Onetto Receives Community Welcome

Tepper School of Business students, faculty, alumni and staff were dressed for the occasion as they packed Pittsburgh’s elegant Carnegie Music Hall for the 2014 Welcome and Awards Reception. Along with the Alumni Awards, four outstanding students were honored and keynote speaker and Alumni Achievement Award honoree, Marc Onetto, MSIA’75, imparted his insight with humor and humility.

Tepper School of Business students, faculty, alumni and staff were dressed for the occasion as they packed Pittsburgh’s elegant Carnegie Music Hall for the 2014 Welcome and Awards Reception. Held August 24, the event drew second-years excited to return and first-years eager to begin, ready for the start of class the following morning.

“The Welcome and Awards Reception allows us to reconnect and welcome our incoming graduate students into the Tepper School community,” said Dean Robert Dammon in opening the evening’s festivities, “and also gives us the opportunity to recognize and celebrate the exceptional achievements and outstanding service of our current students and alumni.”

Along with the 2014 Alumni Awards, four outstanding students were honored:

  • Arjun V. Gokhale Spirit Award – Monique Hutcherson, MBA ’15
  • McGowan Fellowship Award – Amanda Olar, MBA ’15
  • Part-time MBA Academic Achievement Award – Naveen Gupta, MBA ’15
  • Henry Ford II Scholarship Award – Tyler Deschamps, MBA ’15

The evening’s keynote speaker and Alumni Achievement Award honoree, Marc Onetto, MSIA ’75, later took the podium to impart his invaluable insight with humor and humility.

Onetto’s remarkably distinguished career includes serving as the top operations executive for two of the most renowned business leaders of our time, GE’s Jack Welch and Amazon’s Jeff Bezos, as well as revolutionizing manufacturing with his ‘Made Next to the Consumer’ theory.

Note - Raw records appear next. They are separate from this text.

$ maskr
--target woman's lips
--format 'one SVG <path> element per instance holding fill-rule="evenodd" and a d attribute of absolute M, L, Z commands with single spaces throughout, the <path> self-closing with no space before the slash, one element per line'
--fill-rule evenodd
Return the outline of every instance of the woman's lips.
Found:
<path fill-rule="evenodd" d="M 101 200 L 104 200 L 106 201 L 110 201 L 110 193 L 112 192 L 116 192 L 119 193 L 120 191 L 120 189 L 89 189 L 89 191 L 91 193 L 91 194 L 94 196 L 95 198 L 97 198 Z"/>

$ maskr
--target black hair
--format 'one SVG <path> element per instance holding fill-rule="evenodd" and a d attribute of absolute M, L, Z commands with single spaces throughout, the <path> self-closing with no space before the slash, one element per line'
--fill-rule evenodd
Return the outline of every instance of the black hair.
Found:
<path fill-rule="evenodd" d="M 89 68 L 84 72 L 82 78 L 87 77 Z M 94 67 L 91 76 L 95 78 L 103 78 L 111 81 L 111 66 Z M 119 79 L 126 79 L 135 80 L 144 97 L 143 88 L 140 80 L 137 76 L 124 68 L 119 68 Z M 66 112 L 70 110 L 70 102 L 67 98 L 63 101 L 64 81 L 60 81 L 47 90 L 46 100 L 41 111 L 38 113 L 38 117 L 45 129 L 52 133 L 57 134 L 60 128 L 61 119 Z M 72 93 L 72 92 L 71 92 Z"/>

His tireless advocacy of the Tepper School and its graduates enabled Amazon to become the top recruiter at the Tepper School (and Carnegie Mellon).

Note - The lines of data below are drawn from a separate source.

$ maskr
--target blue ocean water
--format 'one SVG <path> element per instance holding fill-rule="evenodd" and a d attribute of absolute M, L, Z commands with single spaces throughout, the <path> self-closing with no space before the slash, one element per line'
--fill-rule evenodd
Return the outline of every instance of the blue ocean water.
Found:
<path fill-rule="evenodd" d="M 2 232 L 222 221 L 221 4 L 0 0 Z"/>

His dedication to the school also includes MBA fellowship support and service on the Business Board of Advisors since 2007, as well as attending and hosting countless events for the alumni, students, staff and faculty of the Tepper School community.

Onetto commented on the unprecedented rate of change he’d experienced over his 41-year career and credited his education with helping him to meet it successfully.

Noting his expectation of continued – likely accelerated change – he outlined four fundamentals learned at the Tepper School, “useful for the next 41 years of change.”

1.      Number one –play according to the rules of the game. Stay honest. Don’t cheat. There’s only black and white. If you think it’s gray, it’s black.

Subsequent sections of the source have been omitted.